Старик в телогрейке, пятидесятые. Стоит перед стеной, на которой кто-то вывел мелом: «БЛОК 11. НЕ ВХОДИТЬ. ПРИКАЗ № -». Номер приказа стёрт. Старик протягивает руку и касается стены, и стена подаётся, мягко, как мембрана, и из-под его ладони выступают пальцы, чужие, серые, длинные. Они обхватывают его запястье, и он дёргается назад, и рукав задирается, и я вижу, что на его предплечье уже проступают белые нити, под кожей, как вены, но не вены, они движутся, расползаются к локтю.
Всё это длилось, может, две секунды. Может, три. Я лежал на бетонном полу камеры с кроватью и видел сотни лет. Сотни людей.

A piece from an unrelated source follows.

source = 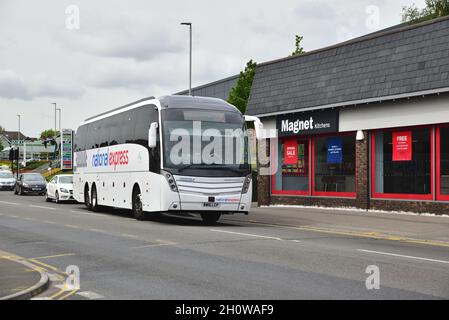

Тех, кто спускался. Тех, кто копал. Тех, кто просто проваливался, случайно, в яму, в колодец, в щель, которая открывалась и закрывалась по своим законам. И все они теперь были там, внизу, в стенах, в грибнице, в том, что росло и ждало, и терпеливо шевелило губами: «Впусти, впусти, впусти».
Потом фонарь выровнялся, и видения оборвались. Я лежал на боку, и локоть горел, и Димон кричал за моей спиной:
— Не останавливайся!
— Бегу!
Я поднялся. Мы рванули через камеру, в основной тоннель. Шпалы, вода, тюбинги. Двести метров до двери. Я не считал шаги. Я бежал, мы оба бежали, волоча Русика, и вода волновалась вокруг сапог, и эхо наших шагов гремело и множилось, и в этом грохоте я слышал лишнее, четвёртый ритм, пятый, шестой, как будто тоннель отвечал нам шагами, которые не принадлежали никому из нас.
Димон упал. Я услышал всплеск, ругань, звон металла, камера ударилась о тюбинг. Русик завалился на бок. Я бросился назад, подхватил Димона за лямку рюкзака, поставил на ноги. Лицо его, залитое светом моего фонаря, было мокрым, перекошенным, глаза быстрые, дикие. Он тоже видел. Я понял это по его глазам, по тому, как он мотнул головой, быстро, рвано, отряхивая что-то, как собака стряхивает воду.
Мы подняли Русика. Потащили дальше. Сто метров. Пятьдесят. Двадцать.